Methods and materials: We retrospectively reviewed patients treated from 2018 to 2023 with HF WBI (42.56 Gy in 16 fractions or 40.05 Gy in 15 fractions) between 2018 and 2023 using 3-dimensional conformal field-in-field planning. All plans adhered to ASTRO constraints (V105% < 200 cm³; V107% < 2 cm³). Acute toxicities were prospectively scored using the Common Terminology Criteria for Adverse Events V5.0 at weekly on-treatment visits (OTVs) and at 1 month follow-up. Logistic regression analyses identified predictors of grade ≥ 2 toxicities.
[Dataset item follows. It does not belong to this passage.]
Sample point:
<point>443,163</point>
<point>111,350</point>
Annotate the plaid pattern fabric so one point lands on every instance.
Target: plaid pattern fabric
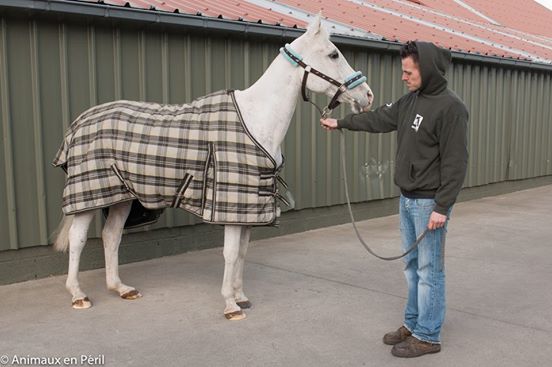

Results: 600 patients were treated with HF WBI. Of those patients, 82.3% received a dose of 42.56 Gy in 16 fractions, whereas the remaining received 40.05 Gy in 15 fractions. Three-dimensional field-in-field planning was used in all patients and 73.7% received a boost. Moderate-to-severe pain (grade ≥ 2) occurred in 29.7% of patients during treatment despite compliance with ASTRO guidelines. In contrast, grade ≥ 2 erythema, edema, and moist desquamation were observed in <5% of patients. Multivariate analysis identified V105 % (cm³) ≥ 50 cm³, V105 % (%) ≥ 5% and body mass index ≥ 30 as independent predictors of grade ≥ 2 pain, which decreased by 30% when V105 % (cm³) < 50 cm³ and by 18.5% when V105 % (%) < 5%.

Conclusions: Although skin related toxicities were infrequent and largely resolved by 1 month, pain remained a prevalent side effect of HF WBI. These findings suggest that ASTRO's current V105% thresholds may be too permissive for pain mitigation. Stricter limits of V105% (cm³) < 50 cm³ and V105% (%) < 5% may better protect patients from treatment-related discomfort and warrant consideration in future guideline updates.